A Fort Carson brigade will head to California to fight a mock desert war, but first its soldiers must pass coronavirus tests and be sequestered for three days to ensure the 4,000-soldier unit is free of the sometimes deadly virus.

Tests are being administered to hundreds of soldiers a day as the 1st Brigade Combat Team is used to determine how the Pentagon will fight wars amid a pandemic. 

A "handful" of soldiers, in the brigade and supporting units, have tested positive, both as a result of pre-deployment testing and testing based on symptoms. But there has been no substantial spread of the virus thanks to mitigation measures like social-distancing and mask-wearing, said Maj. Gen. Matt McFarlane, who commands Fort Carson an its 4th Infantry Division.

The rapid-turnaround testing, performed at Evans Army Community Hospital on post, means soldiers who test positive are notified the same day. Soldiers with coronavirus are required to turn in a contact-tracing sheet and begin a two-week quarantine, delaying deployment.

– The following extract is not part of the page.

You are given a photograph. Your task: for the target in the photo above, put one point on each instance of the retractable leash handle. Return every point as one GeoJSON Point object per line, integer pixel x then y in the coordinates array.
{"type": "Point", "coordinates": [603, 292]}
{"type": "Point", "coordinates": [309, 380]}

Testing for the virus is the next step for soldiers in the post's emergency deployment readiness exercise, which has involved local training since mid-July ahead of a mock war at the National Training Center at Fort Irwin, Calif., where troops train ahead of deployments.

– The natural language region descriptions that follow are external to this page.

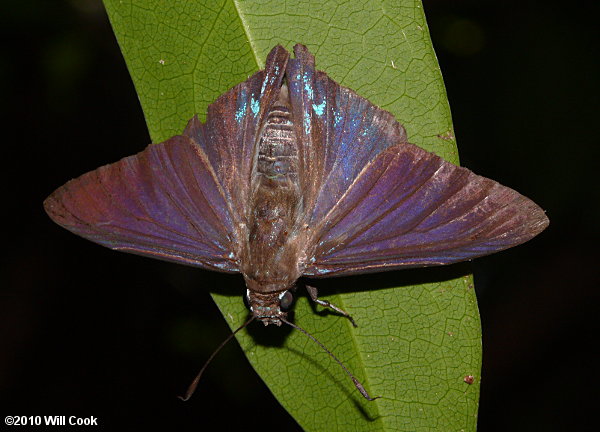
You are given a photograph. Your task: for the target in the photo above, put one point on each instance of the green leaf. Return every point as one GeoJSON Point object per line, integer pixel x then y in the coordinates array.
{"type": "Point", "coordinates": [414, 344]}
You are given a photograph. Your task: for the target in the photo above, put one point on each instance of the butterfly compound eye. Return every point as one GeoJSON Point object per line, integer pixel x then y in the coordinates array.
{"type": "Point", "coordinates": [247, 300]}
{"type": "Point", "coordinates": [285, 300]}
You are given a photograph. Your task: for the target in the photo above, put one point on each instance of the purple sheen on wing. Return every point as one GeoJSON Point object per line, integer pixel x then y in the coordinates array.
{"type": "Point", "coordinates": [143, 205]}
{"type": "Point", "coordinates": [409, 208]}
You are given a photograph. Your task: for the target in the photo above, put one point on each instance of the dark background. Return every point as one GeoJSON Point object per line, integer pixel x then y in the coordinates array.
{"type": "Point", "coordinates": [86, 331]}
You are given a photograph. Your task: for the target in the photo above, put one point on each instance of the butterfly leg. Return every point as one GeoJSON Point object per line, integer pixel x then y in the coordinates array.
{"type": "Point", "coordinates": [314, 295]}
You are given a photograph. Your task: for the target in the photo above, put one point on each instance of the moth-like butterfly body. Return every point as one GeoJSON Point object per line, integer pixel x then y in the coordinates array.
{"type": "Point", "coordinates": [293, 175]}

Soldiers will start heading to the training area this weekend and are expected to return in September. The brigade had previously expected to deploy overseas this fall, though the location had not been released. Plans are currently uncertain.

The exercise — which involves the deployment of all of the brigade's 4,000 soldiers and 3,500 pieces of equipment to California with little advance notice — is the largest on post since the beginning of the pandemic, McFarlane said. Another 500 personnel from outside of the brigade who've assisted with the moving of equipment.

"It's not only a good test, but the whole installation takes part in helping move large amounts of people and equipment," McFarlane said. "It's a great exercise to help validate our systems, which we strive to do routinely to make sure we're ready if we get the call."

The exercise has served as an appraisal of installation's readiness, "specifically under COVID restrictions in place, to adjust standard operating procedure to make sure we can efficiently and effectively get large groups through as safely as possible to execute a deployment," and that those troops "arrive on the battlefield healthy," he said.

The exercise isn't in response to any particular national or political situation, but the ability to deploy rapidly is a valuable one, McFarlane said. Two units on the post have deployed rapidly in recent months, including the 627th Hospital Center, which this year deployed to Seattle and is now in Texas, supporting medical staff in the fight against COVID-19, and the 4th Combat Aviation Brigade, which underwent mass testing ahead of its deployment to the Middle East.

Soldiers participating in the exercise are taking precautionary measures such as wearing face masks, social distancing when possible, and undergoing screening for symptoms as they enter and depart.

"Part of the exercise was to ensure we adjust to the implementation of COVID protection measures, keeping [troops] spread out, rotating through buildings for medical checks," McFarlane said. 

With California seeing a spike in coronavirus cases, there is some apprehension among the brigade's family members, McFarlane said. But Fort Irwin is a "contained bubble," he assured.

"You can't get in there unless you have a negative test."